Internationally, investors remain risk averse, with the current global market turmoil and frequent bad news from the US and Europe adding to their cautiousness. However, there are always opportunities in the market.
The key is to find mispriced risk and arbitrage this in some way. In this regard history tells us — and this is unfortunate — that it is easier to generate superior investment returns off people’ fear than profit from their greed. When making decisions, investors should combine a value-based approach with a healthy dose of pragmatism and long-term thinking.
To find success in the financial markets, detail and discipline are key. Investment stories and dogma, such as what we are seeing in the global economy currently, are often prompted by panic and emotions rather than a consistently rational analysis. So, while world markets are in turmoil, and the US and Euro debt crises continue to unfold, Sanlam Investment Managers’ approach is to focus on risk-adjusted valuations and to continue to be pragmatic about where we choose to invest.
The history of financial markets and the evidence tell us, that forecasting is foolish. And that risk is ever present. While the capitalist system has produced wealth that is unprecedented in history, it is inherently risky — everyday we wake up and depend on billions of other people, incentivised by self-preservation, interest and a host of other motivators to fulfil our needs and wants, and to make reliable prices. A lot can, will, and does go wrong.
Despite the past period and current situation having been exacerbated by governments and regulators not fulfilling their role, this period is really any more risky than 1986, 1999, or 2007, one year before each of the last three global crises? Perhaps this is a new normal. However what is worth remembering is that — while the macro backdrop is important — money is made and capital is preserved by looking at the details of valuations and by evaluating the odds of specific instruments, classes of instruments or company shares in their own right, and also relative to their history.
Mean reversion isn’t dead. A hundred years of stock market history, two World Wars, a Great Depression and countless other crises have taught us that. In our view, a much more fundamental breaking of the system would need to happen for that to be true. And this in itself can’t be known. So while we can easily be paralysed by fear, and get ahead of ourselves with stories on newswires and on TV, it is one’s approach to the market that matters.
This is critical. If we look at what really drives investment success, it remains entirely clear on what an investment philosophy actually means. While we constantly monitor the investment environment and adapt accordingly, fundamentally, we remain true to our philosophy.
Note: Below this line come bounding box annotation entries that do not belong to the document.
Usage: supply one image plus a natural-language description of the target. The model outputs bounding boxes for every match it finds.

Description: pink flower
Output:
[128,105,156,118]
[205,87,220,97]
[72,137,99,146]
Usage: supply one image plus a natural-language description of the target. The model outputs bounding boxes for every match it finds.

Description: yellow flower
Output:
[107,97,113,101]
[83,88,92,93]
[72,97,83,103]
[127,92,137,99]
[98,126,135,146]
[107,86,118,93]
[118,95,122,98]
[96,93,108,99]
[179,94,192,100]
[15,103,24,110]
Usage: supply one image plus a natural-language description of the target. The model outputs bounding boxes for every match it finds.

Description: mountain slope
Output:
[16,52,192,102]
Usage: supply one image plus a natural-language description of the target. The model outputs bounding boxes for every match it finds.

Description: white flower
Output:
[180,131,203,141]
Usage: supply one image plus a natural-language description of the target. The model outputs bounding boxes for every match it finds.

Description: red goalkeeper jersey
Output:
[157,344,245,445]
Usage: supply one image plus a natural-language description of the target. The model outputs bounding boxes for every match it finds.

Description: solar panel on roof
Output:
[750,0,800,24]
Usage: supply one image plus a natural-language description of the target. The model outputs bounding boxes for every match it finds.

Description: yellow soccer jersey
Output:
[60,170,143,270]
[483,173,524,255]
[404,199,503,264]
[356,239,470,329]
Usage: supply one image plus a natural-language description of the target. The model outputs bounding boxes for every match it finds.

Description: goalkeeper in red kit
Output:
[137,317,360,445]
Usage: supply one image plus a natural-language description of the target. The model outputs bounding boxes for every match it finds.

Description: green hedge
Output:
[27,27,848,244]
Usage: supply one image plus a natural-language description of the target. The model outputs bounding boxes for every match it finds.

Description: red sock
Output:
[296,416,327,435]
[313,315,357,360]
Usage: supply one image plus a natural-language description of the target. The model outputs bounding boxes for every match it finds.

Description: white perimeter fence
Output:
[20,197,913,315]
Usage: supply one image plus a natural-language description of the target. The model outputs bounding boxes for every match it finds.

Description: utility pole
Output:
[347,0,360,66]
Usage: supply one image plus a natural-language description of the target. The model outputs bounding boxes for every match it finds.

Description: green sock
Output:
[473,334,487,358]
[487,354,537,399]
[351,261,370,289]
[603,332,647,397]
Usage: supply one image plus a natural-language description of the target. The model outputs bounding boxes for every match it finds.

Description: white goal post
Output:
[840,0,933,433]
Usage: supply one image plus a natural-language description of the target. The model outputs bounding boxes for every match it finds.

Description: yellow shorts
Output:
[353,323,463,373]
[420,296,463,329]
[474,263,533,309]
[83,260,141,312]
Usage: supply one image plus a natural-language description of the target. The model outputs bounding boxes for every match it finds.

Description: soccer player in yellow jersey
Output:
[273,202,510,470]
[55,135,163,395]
Also be careful of avoiding the herd in the quest for superior returns in the opposite direction. Remember the early investors into Citibank as Lehman’s was unfolding? They lost more than 90% of their capital within a year. Taking a contrarian position for the sake of being contrarian can be naïve. Not everything that looks cheap is good value. It is often just a proxy for excessive risk. So, for instance, investing in Greece, just because everyone else is fleeing it, doesn’t take into account the fundamentals that such a decision should be based on.
While making investment choices, it is also important to recognise the structural changes underway within the global landscape. For instance, the growing significance of China and India on the world stage is not going to go away. The US and Southern Europe could take a decade or more to sort out their debt woes. Yes, there will be cycles within this long-term secular story, but these will present buying opportunities. All of the above is where pragmatism and valuations meet.